Successfully maintaining a natural environment that contains wetlands and ponds woven into an active, vibrant community requires careful consideration. Nearly 100 inter- connected retention ponds drain into the Intracoastal Waterway and tidal tributaries. These ponds function as an integrated system to protect the community from stormwater flooding and limit the rate of drainage discharge, further protecting downstream property and watershed quality.
Salinity levels must be controlled to ensure that the ponds function as intended. Only a small increase in water salinity can cause a significant loss of biodiversity and alter the ways that the ecosystem functions.
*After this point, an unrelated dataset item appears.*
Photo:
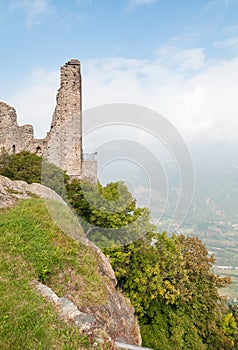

At high tide, the Intracoastal Waterway can fill these ponds with brackish water and reduce their intended design storage capacity, thus increasing the chance of community flood damage.
Additionally, salt water harms freshwater ecosystems surrounding these ponds and further shortens the life of reinforced concrete culverts and control structures. Salt water contains magnesium chloride, sulfate ions, and hydrogen carbonation ions that will essentially attack concrete to a certain degree, but what really starts to corrode in a concrete structure is its inner steel sub- structure. Because concrete is a type of porous material, oxygen and humidity can be present where the salt water comes into contact with the film that surrounds the reinforcing steel inside the concrete, initiating the corrosion process of the steel.
In their juvenile stages, fish are least tolerant to salinity, which potentially inhibits the reproduction of existing populations, and salt-averse species may be replaced by salt-tolerant species such as the three- and ten-spined stickleback in highly saline lakes. Macrophyte diversity may also decrease due to difficulties in plant germination, along with the success of a small number of salt-tolerant species.
Structures including outfall culverts, control works, pump discharge lines, and sluice gate controls have been put in place to control the outlet of the ponds to maintain water quality. Together, these structures maintain the freshwater ecosystems by preventing tidal inflow. WaStop inline check valves have been implemented within many of these structures as a backflow prevention device to ensure that flow can exit the ponds to maintain water levels. Additionally, the inline check valves prevent salt water from entering the ponds to ensure that salinity levels are also maintained.
Many of the WaStop installations in Marsh Landing are being retrofitted into existing structures. The WaStop inline check valve can be fitted horizontally or vertically and at either an inlet or an outlet of a structure; the valves are customized for easy installation without the need to rebuild the structures.
WaStop inline check valves are market leaders in low head loss, which means that the ponds can quickly drain water out to the canals during periods of high rainfall. This feature ensures that there is no upstream flooding, which in turn protects the surrounding residential properties, gardens, golf course, and other properties.
The valve works on differential pressure; it is completely closed and vapor-tight in its natural state. Flow in the right direction causes a pressure build-up against the membrane, which opens just enough to allow the liquid to flow unhindered. If the flow is reversed, the membrane fills with water or gas and acts as a stopper, blocking all backflow. When 100 percent closed, the valve stops all flow, thereby ensuring no area for growth of shellfish, which normally thrive in the transitional zone between salt water, brackish water, and fresh water. Consequently, the valves significantly lower maintenance costs and improve the system’s reliability.